EXECUTOR OF MY WILL: I’m so sorry for your loss. Mr. Nadeau has requested he be mummified, but in Fruit Roll-Ups.

WIFE: *Knocks on coffin* Andrew. You have to stop doing this. Are you alive?

ME: *Muffled* No.

WIFE:

ME: *Muffled but sadder* Maybe.

@LindaInDisguise

Facebook is the biggest whistle-blower of them all, telling people I saw their messages.

@snmrrw

Do people who bring bikes on the subway know about riding bikes?

@djdarrellripley

Her: Remind me if I’m ever on life support, not to have you in charge of pulling the plug.

Me: Yea, like I could get in front of that line.

@FrazzleMyGimp

STUDENT: Is there anything I can do to get my grade up?

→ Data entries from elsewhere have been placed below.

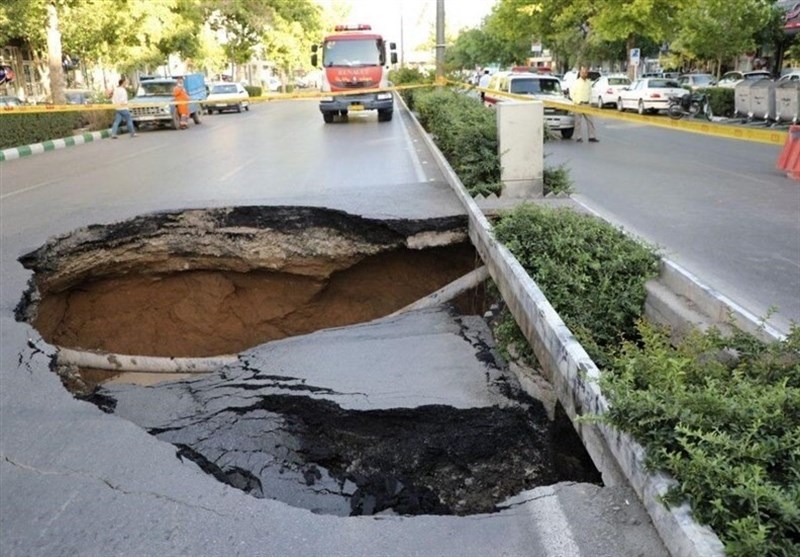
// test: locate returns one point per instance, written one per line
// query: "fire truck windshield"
(365, 52)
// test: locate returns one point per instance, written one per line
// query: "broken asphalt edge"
(51, 145)
(575, 379)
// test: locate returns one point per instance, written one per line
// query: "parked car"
(649, 95)
(227, 96)
(570, 77)
(153, 104)
(8, 100)
(696, 80)
(607, 87)
(730, 79)
(538, 86)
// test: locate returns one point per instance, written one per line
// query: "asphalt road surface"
(77, 481)
(718, 207)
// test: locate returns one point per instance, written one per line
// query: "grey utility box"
(787, 101)
(762, 100)
(742, 94)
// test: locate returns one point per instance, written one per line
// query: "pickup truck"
(154, 99)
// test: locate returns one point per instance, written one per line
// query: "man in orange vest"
(182, 100)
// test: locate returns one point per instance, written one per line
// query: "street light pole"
(439, 40)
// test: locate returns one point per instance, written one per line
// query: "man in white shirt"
(120, 100)
(483, 82)
(580, 92)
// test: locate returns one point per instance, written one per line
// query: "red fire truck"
(355, 59)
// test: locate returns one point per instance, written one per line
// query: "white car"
(607, 87)
(649, 95)
(696, 80)
(227, 96)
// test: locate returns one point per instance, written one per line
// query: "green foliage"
(722, 416)
(722, 101)
(717, 30)
(26, 129)
(591, 273)
(557, 180)
(409, 75)
(464, 131)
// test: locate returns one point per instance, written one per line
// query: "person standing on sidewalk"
(181, 103)
(580, 92)
(119, 98)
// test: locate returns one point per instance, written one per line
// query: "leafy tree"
(717, 30)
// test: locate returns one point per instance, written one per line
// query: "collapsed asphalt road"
(287, 438)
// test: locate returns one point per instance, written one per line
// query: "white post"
(520, 142)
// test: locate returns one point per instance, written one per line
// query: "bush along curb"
(576, 378)
(51, 145)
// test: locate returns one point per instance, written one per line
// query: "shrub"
(592, 273)
(405, 76)
(464, 131)
(722, 416)
(556, 179)
(28, 128)
(253, 90)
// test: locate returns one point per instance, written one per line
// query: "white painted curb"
(574, 377)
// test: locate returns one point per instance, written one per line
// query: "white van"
(541, 87)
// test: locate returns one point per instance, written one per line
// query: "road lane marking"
(56, 180)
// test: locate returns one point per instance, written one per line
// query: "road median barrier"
(575, 379)
(715, 129)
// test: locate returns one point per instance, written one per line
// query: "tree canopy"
(707, 32)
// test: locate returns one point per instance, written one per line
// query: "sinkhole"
(203, 283)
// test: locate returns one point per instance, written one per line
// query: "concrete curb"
(51, 145)
(575, 380)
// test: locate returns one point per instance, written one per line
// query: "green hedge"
(29, 128)
(253, 90)
(722, 417)
(465, 132)
(722, 101)
(592, 274)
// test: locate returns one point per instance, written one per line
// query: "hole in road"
(206, 282)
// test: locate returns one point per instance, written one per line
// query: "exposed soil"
(204, 313)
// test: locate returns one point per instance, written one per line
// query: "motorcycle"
(690, 104)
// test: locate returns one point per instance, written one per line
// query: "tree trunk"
(54, 56)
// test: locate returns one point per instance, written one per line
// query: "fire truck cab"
(355, 65)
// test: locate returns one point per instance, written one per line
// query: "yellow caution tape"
(299, 95)
(730, 131)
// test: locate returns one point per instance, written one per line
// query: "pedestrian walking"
(580, 92)
(119, 98)
(181, 100)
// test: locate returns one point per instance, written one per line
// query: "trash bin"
(762, 100)
(741, 97)
(787, 101)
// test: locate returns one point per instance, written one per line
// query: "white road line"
(549, 519)
(56, 180)
(236, 170)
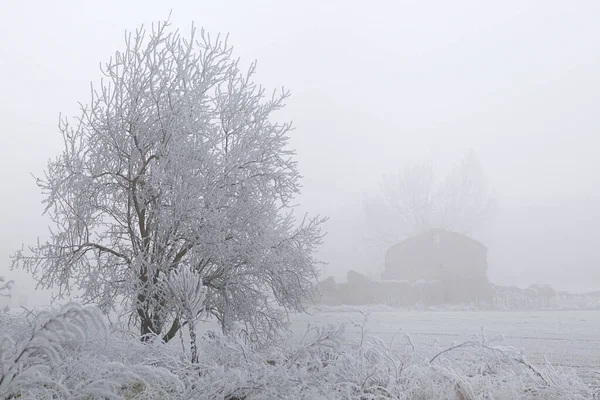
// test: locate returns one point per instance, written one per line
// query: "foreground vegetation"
(73, 353)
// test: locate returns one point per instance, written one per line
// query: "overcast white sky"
(375, 85)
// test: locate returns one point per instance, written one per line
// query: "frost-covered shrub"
(323, 365)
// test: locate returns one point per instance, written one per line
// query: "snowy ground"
(566, 338)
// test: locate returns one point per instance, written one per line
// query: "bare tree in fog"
(176, 164)
(414, 200)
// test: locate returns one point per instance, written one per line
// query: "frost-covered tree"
(176, 163)
(414, 200)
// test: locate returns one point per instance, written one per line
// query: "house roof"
(440, 232)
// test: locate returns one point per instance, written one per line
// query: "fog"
(375, 86)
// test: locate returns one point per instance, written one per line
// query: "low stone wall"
(359, 290)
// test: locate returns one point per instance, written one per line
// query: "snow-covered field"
(565, 338)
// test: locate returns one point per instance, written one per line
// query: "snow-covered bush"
(323, 365)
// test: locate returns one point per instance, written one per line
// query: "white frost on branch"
(176, 162)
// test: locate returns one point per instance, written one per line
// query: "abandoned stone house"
(452, 266)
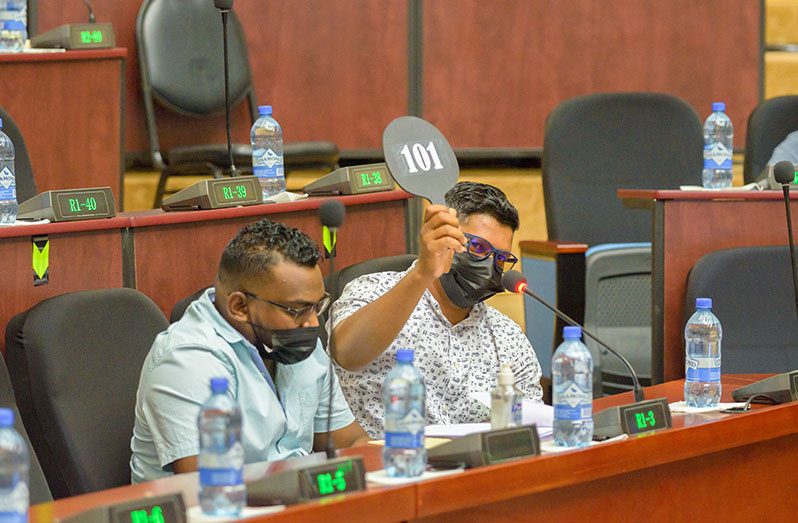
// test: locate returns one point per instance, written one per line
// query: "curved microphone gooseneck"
(331, 215)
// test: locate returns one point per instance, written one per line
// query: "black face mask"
(471, 281)
(287, 346)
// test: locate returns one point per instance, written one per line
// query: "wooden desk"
(178, 253)
(69, 107)
(687, 225)
(736, 467)
(83, 255)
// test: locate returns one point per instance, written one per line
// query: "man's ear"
(237, 306)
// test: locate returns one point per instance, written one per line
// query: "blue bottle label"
(221, 477)
(717, 156)
(572, 403)
(702, 369)
(267, 164)
(8, 185)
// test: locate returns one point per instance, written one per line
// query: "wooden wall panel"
(333, 70)
(494, 70)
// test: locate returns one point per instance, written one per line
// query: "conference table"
(169, 255)
(687, 225)
(716, 467)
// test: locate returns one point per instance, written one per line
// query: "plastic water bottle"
(404, 454)
(13, 25)
(718, 138)
(8, 182)
(702, 336)
(267, 152)
(506, 401)
(14, 466)
(221, 457)
(572, 372)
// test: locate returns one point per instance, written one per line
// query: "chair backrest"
(180, 307)
(181, 60)
(618, 312)
(26, 185)
(75, 366)
(768, 125)
(335, 283)
(599, 143)
(752, 296)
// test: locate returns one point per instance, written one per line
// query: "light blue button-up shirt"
(175, 382)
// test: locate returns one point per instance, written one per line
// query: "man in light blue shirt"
(258, 327)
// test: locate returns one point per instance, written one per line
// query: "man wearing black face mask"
(258, 327)
(436, 308)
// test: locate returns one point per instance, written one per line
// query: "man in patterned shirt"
(436, 308)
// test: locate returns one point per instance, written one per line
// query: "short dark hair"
(469, 198)
(259, 246)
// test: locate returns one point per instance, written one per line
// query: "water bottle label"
(702, 369)
(717, 156)
(220, 477)
(8, 185)
(571, 402)
(267, 164)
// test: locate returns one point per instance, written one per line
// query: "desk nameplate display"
(357, 179)
(305, 483)
(66, 205)
(169, 508)
(635, 418)
(77, 36)
(237, 191)
(487, 448)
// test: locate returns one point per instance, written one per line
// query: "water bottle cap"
(703, 303)
(6, 417)
(218, 385)
(404, 355)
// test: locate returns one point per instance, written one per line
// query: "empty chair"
(182, 69)
(752, 296)
(593, 146)
(75, 361)
(768, 126)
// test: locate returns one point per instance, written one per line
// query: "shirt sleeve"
(177, 387)
(341, 413)
(516, 350)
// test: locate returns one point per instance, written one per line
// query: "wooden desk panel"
(83, 255)
(178, 253)
(687, 225)
(68, 107)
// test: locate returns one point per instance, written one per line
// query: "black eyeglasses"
(299, 314)
(480, 248)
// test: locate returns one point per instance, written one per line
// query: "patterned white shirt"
(456, 360)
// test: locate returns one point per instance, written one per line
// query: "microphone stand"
(786, 190)
(233, 170)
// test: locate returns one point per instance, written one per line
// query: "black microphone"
(331, 215)
(225, 6)
(514, 281)
(784, 173)
(778, 388)
(91, 11)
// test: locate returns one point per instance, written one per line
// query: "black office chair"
(75, 362)
(26, 185)
(39, 491)
(752, 296)
(593, 146)
(768, 125)
(180, 307)
(182, 68)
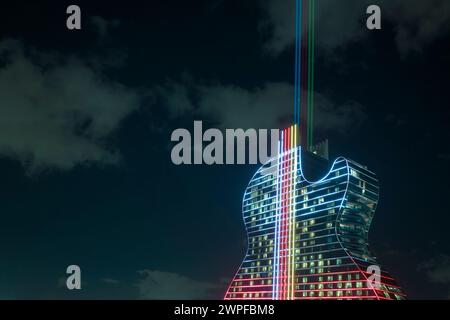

TEACHER: {biting lip} There may be one thing.

ME: {sitting on couch mouthful of popcorn} Make him retake the class!

@iwearaonesie

*smoke detector chirps*
me*takes battery out*
*chirp*
me*cuts wires*
*chirp*
me*smashes it with a hammer*
*chirp*
wife:We have more than one

@brennadine

[In line at Starbucks]
[Woman behind me talking] I work in an office with 50% men so-
[Excitedly turn around] OMG YOU WORK WITH CENTAURS

@sarcasticmommy4

We’ve reached that part of the day where my kids ask what’s for dinner & then tell me they don’t want that for dinner.

@bingowings14

Reduce your kids intake of sugary, fizzy drinks by shaking up the can before handing it to them.